2. Whisk the buttermilk and milk into the melted butter, then beat in the eggs.
3. Pour the wet mixture into the dry ingredients, whisking until a smooth batter forms. Scrape the cake mixture into the prepared tins and smooth the tops with a spatula.
4. Bake for 25-30 minutes, swapping the cakes around for the last 10 minutes, until they are risen and a skewer inserted into each centre comes out clean. Allow to cool completely before icing.
5. While the cakes are cooling make the chocolate custard filling. Combine the milk, caster sugar, golden syrup and cocoa powder in a large saucepan, and warm over a medium heat, stirring occasionally, until the mixture comes to the boil.
6. In a separate bowl, combine the cornflour with 75ml cold water and whisk until smooth. When no lumps remain, slowly pour the cornflour mixture into the saucepan, whisking all the time. Whisk the mixture over the heat for 2-3 minutes, until it thickens considerably. Allow to boil for a further minute before removing from the heat and stirring in the butter and vanilla extract. Pour the mixture onto a clingfilm-lined baking tray, cover with another sheet of clingfilm to stop a skin forming and chill completely.
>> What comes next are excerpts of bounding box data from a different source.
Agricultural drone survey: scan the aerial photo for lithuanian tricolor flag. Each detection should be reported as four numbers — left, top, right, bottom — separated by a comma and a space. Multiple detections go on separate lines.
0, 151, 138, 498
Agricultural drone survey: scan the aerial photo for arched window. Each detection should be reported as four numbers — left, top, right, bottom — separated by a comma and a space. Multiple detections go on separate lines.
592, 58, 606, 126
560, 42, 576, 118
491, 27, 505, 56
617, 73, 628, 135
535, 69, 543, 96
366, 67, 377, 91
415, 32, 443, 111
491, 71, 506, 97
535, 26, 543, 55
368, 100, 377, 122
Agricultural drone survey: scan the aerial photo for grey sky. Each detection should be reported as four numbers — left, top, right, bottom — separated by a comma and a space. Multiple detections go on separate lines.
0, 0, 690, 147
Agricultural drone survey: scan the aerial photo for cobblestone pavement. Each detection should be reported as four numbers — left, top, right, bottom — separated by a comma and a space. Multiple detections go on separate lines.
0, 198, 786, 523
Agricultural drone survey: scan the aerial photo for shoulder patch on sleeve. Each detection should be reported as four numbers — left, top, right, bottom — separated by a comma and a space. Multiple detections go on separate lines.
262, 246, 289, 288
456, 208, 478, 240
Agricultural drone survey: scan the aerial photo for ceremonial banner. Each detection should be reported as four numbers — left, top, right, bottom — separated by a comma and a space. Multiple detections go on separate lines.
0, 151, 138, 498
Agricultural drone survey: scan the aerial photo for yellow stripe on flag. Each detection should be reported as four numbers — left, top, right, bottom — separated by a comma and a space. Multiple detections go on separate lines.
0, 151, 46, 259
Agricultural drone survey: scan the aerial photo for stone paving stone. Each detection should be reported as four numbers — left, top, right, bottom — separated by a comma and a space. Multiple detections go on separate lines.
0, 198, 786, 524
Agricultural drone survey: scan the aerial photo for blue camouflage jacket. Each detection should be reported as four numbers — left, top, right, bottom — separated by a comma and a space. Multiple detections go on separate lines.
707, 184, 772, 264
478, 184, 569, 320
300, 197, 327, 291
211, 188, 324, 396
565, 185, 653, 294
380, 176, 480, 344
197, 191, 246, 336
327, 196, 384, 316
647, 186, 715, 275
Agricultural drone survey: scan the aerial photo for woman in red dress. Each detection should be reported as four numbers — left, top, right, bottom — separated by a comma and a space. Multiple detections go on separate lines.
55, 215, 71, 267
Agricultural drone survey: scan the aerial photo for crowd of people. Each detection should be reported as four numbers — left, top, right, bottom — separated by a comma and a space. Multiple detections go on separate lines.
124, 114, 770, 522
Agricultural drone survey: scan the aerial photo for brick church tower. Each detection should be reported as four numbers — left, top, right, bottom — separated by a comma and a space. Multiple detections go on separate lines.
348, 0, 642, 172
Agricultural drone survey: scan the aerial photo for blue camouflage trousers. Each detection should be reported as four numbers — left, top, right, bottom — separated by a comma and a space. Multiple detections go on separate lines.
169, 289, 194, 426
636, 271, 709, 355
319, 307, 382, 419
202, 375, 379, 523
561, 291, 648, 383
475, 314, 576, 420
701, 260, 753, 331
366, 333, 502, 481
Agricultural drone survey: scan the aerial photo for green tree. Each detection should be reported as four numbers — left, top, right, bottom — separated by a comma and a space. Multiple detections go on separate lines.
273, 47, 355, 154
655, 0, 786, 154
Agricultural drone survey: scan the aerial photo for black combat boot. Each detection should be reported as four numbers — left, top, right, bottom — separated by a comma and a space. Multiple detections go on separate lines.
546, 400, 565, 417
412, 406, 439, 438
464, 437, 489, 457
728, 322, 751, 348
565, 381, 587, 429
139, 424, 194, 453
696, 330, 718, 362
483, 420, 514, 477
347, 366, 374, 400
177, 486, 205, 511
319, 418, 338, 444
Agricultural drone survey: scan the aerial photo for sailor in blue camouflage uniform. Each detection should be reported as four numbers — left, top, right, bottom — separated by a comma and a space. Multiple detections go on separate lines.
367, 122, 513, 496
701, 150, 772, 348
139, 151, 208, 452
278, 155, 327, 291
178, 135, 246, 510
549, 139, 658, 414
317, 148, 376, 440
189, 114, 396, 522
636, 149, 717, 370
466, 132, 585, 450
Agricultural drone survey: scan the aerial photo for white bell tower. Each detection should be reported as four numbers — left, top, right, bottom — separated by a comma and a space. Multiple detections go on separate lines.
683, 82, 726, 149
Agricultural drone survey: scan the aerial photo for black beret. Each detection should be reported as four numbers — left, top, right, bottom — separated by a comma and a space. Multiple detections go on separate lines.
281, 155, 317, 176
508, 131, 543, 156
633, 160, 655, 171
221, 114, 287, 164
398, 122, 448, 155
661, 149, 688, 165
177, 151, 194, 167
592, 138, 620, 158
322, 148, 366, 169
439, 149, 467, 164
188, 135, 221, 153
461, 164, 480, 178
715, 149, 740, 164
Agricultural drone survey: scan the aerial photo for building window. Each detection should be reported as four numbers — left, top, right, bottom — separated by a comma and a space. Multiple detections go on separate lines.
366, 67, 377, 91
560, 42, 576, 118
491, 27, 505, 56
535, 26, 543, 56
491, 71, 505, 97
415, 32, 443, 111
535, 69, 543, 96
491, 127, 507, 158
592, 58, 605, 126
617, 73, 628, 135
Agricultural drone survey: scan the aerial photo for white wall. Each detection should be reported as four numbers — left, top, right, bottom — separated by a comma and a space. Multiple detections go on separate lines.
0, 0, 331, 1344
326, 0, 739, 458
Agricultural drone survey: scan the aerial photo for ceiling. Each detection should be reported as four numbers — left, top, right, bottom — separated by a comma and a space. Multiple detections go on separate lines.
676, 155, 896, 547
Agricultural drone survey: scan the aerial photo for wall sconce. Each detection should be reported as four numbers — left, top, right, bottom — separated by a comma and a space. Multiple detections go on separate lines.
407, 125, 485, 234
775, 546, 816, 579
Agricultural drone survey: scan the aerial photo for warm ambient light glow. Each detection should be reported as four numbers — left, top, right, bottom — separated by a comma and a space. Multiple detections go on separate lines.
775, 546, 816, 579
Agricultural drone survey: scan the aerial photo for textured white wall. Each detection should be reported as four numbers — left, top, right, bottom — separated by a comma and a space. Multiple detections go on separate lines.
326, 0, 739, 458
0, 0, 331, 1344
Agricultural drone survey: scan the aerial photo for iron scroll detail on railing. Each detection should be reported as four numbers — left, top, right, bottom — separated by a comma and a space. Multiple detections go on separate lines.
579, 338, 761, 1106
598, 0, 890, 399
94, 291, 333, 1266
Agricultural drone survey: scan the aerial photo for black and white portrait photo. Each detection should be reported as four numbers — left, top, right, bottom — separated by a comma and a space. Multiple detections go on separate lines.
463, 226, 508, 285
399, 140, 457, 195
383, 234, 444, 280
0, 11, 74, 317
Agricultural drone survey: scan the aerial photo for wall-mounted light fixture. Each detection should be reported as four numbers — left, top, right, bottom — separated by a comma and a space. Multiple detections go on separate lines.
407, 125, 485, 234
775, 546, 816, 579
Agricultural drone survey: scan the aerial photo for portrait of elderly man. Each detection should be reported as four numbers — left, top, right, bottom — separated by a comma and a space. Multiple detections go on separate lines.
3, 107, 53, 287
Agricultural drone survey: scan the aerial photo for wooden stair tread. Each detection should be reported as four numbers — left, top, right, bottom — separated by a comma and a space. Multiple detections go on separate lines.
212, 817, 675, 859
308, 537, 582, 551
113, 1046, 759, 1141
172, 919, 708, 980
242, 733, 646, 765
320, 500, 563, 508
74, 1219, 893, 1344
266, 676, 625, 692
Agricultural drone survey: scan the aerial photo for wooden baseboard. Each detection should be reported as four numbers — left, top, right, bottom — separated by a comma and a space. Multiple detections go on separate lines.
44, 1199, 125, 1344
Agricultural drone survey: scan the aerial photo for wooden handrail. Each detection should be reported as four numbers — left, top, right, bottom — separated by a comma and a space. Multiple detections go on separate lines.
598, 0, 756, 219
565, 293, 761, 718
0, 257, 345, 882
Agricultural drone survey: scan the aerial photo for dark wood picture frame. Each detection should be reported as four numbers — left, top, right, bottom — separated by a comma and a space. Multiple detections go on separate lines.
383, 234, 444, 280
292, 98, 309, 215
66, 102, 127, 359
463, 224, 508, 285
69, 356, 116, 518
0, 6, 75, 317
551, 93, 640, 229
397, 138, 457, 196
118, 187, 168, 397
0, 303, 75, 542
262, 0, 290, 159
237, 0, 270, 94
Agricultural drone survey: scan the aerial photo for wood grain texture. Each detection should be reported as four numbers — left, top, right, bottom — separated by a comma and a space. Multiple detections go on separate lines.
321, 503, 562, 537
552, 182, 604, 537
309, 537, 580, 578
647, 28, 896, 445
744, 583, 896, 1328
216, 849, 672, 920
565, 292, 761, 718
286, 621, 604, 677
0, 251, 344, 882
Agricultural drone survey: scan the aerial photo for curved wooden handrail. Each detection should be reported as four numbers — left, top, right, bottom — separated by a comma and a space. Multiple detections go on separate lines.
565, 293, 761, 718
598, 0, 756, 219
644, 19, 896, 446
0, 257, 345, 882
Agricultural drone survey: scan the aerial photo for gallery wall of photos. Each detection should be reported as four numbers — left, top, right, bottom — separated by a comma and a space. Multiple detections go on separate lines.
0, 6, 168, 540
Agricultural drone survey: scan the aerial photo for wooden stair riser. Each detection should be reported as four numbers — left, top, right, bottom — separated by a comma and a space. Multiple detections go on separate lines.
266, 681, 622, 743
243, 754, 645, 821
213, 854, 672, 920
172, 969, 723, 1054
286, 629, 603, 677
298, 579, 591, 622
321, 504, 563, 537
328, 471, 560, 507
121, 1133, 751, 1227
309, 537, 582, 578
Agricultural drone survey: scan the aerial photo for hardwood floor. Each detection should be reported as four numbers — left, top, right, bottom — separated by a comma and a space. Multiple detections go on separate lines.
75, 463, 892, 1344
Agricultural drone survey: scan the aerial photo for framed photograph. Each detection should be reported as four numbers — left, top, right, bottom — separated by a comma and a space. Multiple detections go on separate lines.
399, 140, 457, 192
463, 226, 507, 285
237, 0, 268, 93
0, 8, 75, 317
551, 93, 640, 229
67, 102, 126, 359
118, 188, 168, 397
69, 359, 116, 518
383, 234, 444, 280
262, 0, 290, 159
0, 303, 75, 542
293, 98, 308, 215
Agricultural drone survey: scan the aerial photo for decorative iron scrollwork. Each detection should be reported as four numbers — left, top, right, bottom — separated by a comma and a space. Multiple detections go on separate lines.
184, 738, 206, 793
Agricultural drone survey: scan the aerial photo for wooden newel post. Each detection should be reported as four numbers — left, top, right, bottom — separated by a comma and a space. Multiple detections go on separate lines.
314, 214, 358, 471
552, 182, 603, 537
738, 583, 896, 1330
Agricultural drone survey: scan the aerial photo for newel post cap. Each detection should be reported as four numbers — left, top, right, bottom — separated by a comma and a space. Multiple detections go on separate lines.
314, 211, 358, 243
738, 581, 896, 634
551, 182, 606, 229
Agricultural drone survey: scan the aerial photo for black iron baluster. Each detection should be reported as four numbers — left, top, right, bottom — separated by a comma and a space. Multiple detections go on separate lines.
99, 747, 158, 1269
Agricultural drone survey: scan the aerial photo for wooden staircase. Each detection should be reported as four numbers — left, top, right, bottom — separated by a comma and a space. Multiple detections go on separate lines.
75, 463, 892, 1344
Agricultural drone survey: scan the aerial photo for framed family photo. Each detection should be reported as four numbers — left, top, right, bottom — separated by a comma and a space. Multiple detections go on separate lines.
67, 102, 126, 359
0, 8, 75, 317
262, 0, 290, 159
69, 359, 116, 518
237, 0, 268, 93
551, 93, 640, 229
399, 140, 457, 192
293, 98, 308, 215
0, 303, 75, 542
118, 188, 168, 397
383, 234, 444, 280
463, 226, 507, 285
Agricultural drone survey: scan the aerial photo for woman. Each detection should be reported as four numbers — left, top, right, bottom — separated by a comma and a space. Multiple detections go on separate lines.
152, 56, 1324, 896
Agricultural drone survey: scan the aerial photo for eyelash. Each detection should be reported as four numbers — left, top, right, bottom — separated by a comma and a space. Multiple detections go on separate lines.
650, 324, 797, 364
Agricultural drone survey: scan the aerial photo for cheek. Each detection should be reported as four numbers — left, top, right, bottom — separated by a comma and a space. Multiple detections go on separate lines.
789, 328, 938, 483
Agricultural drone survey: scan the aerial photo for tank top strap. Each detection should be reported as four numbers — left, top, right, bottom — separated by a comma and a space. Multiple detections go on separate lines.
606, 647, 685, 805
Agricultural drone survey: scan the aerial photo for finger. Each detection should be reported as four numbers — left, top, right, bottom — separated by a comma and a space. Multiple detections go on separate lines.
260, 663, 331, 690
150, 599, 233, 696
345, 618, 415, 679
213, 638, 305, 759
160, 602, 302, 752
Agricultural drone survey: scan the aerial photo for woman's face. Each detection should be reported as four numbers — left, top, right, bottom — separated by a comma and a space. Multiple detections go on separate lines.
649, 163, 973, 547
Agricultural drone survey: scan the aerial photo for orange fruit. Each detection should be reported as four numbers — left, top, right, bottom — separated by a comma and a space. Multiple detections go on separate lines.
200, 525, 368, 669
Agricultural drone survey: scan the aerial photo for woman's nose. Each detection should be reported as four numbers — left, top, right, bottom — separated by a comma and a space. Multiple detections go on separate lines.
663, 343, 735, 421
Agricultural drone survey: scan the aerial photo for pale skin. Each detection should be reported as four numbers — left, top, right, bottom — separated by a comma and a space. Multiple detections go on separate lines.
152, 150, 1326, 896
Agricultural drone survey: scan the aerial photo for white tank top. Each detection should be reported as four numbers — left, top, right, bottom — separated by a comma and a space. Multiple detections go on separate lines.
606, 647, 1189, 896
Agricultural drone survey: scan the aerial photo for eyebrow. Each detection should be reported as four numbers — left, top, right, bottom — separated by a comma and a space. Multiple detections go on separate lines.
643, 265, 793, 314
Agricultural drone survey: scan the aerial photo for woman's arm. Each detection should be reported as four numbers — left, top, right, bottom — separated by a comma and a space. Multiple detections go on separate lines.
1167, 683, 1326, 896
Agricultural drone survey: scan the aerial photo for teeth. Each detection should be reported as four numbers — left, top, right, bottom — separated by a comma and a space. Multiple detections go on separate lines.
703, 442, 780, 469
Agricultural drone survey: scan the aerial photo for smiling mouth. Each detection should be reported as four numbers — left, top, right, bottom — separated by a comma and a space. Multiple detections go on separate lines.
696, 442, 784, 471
7. When you are ready to assemble the cake use a serrated knife to trim the tops of the cakes so that each is completely level. Place the offcuts into a mini food processor and blitz to create crumbs, or simply crumble between your fingers in a bowl.
8. Place the bottom layer of sponge onto a cake stand and spread with chocolate custard. Repeat with the remaining two layers, then cover the cake completely with custard using a palette knife. Chill for at least 1 hour to solidify. Coat the outside of the cake with the crumbs, then chill until ready to serve. Eat within 2-3 days.